IIS 7.0 Web Service - Works on HTTP (80), Fails with error 404 on HTTPS (443)

Question

IIS 7.0 on Windows 2008

WCF Web Service, .NET 4 from VS 2010

Web service is installed via publishing and I have full admin rights on the server. There are several complicated methods, but there is a simple one that returns the build version. If we can get this one working, I can fix them all - here is my interface:

namespace MyNameSpace
{

    [ServiceContract]
    public interface WebInterface
    {

        [OperationContract]
        [WebGet]
        string GetVersion();

Attempt to connect via HTTP:// and everything works fine!

Attempt to conenct via HTTPS:// I get a 404 file not found.

I can reach the generic "You have created a web service..." page, including full web service path and the C# generic sample code when browsing to the exact same URL's both on HTTP and HTTPS.

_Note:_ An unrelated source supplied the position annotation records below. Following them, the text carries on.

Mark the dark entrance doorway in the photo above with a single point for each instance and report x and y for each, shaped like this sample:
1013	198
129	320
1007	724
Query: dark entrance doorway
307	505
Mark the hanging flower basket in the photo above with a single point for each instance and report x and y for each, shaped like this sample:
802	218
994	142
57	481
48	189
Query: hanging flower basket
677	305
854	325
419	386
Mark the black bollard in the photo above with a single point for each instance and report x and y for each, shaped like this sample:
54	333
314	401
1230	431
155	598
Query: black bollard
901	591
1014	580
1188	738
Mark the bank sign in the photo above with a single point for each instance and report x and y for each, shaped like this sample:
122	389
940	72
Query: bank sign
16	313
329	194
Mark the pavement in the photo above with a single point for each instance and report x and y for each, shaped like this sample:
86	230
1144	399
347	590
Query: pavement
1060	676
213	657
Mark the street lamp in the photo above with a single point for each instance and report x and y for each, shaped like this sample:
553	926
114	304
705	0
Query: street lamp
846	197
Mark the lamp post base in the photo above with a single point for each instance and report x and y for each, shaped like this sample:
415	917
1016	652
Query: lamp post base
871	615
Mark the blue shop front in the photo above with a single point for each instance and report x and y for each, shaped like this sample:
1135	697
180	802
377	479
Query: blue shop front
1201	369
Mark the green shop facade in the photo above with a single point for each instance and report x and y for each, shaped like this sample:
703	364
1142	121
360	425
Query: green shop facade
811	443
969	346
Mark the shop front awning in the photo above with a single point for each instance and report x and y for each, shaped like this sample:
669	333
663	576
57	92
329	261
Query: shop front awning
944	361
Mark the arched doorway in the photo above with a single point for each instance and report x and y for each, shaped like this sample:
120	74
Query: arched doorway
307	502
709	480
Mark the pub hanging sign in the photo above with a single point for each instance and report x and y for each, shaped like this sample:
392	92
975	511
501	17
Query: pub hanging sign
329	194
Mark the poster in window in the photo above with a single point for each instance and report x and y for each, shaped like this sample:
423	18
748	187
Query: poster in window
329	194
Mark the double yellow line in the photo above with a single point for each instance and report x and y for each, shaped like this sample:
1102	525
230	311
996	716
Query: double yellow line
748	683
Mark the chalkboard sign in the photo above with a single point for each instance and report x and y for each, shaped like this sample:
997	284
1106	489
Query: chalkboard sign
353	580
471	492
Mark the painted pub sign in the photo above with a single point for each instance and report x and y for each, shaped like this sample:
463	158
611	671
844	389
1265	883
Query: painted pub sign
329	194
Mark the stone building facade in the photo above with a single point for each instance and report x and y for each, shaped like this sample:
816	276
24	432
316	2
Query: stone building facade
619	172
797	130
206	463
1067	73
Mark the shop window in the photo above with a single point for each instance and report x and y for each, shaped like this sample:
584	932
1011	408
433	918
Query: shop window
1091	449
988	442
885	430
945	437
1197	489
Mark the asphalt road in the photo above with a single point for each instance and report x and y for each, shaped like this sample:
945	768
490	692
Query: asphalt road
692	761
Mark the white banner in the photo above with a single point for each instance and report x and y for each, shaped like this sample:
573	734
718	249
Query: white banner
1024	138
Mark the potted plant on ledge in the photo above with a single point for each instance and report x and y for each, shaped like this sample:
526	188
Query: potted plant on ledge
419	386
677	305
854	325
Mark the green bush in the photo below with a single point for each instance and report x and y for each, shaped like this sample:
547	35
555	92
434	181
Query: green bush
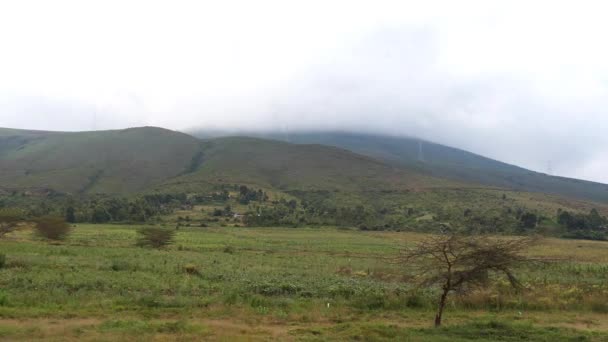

In C#, I have read that the certificate can cause trouble, and I have already implemented the delegate overload to approve our server certificate.

I suspect missing one or more entries in the Web.config file, but I don't have a clue where to start. I have tried Google searching and Stack Overflow searching, but I haven't found the correct combination of search terms to help with this particular issue.

Web Config:

<system.serviceModel>
  <behaviors>
    <serviceBehaviors>
      <behavior name="HttpGetMetadata">
        <serviceDebug includeExceptionDetailInFaults="true"/>
        <serviceMetadata httpGetEnabled="true" />
      </behavior>
    </serviceBehaviors>
  </behaviors>
  <services>
    <service name="LinkService" behaviorConfiguration="HttpGetMetadata">
      <endpoint address="" contract="WebInterface" binding="basicHttpBinding" />
    </service>
  </services>
  <serviceHostingEnvironment multipleSiteBindingsEnabled="true" />
</system.serviceModel>

Help Please.

Answer 1

You're using the defaults for basicHttpBinding , and the default security mode for that binding is None. You need to define the binding and set the security mode to Transport in your config. Add a Bindings section to your ServiceModel section, like this:

<serviceModel>
  <Bindings>
    <basicHttpBinding name="secureBinding">
      <security mode="Transport">
        <transport clientCredentialType="None" />
      </security>
    </basicHttpBinding>
  </Bindings>
</serviceModel>

Then you need to assign this binding to your endpoint via the bindingConfiguration attribute, like this:

<endpoint address="" 
          binding="basicHttpBinding" 
          bindingConfiguration="secureBinding"  
          contract="WebInterface" />

You'll probably want to enable httpsGetEnabled as well:

<serviceMetadata httpGetEnabled="true"
                 httpsGetEnabled="true" />

See BasicBinding with Transport Security (which is what the sample code is based on).

You can also google with terms like "BasicHttpBinding WCF SSL" and stuff like that - lots of examples and information on the web, it's just a matter of using the right words :)

Also, I'm not 100% confident that the transportClientCredential setting is correct for your scenario (it might need to be Certificate ), but I've done very little with SSL for WCF.

There may be other issues as well (like how IIS is set up on your machine), but the above is what's needed for the config.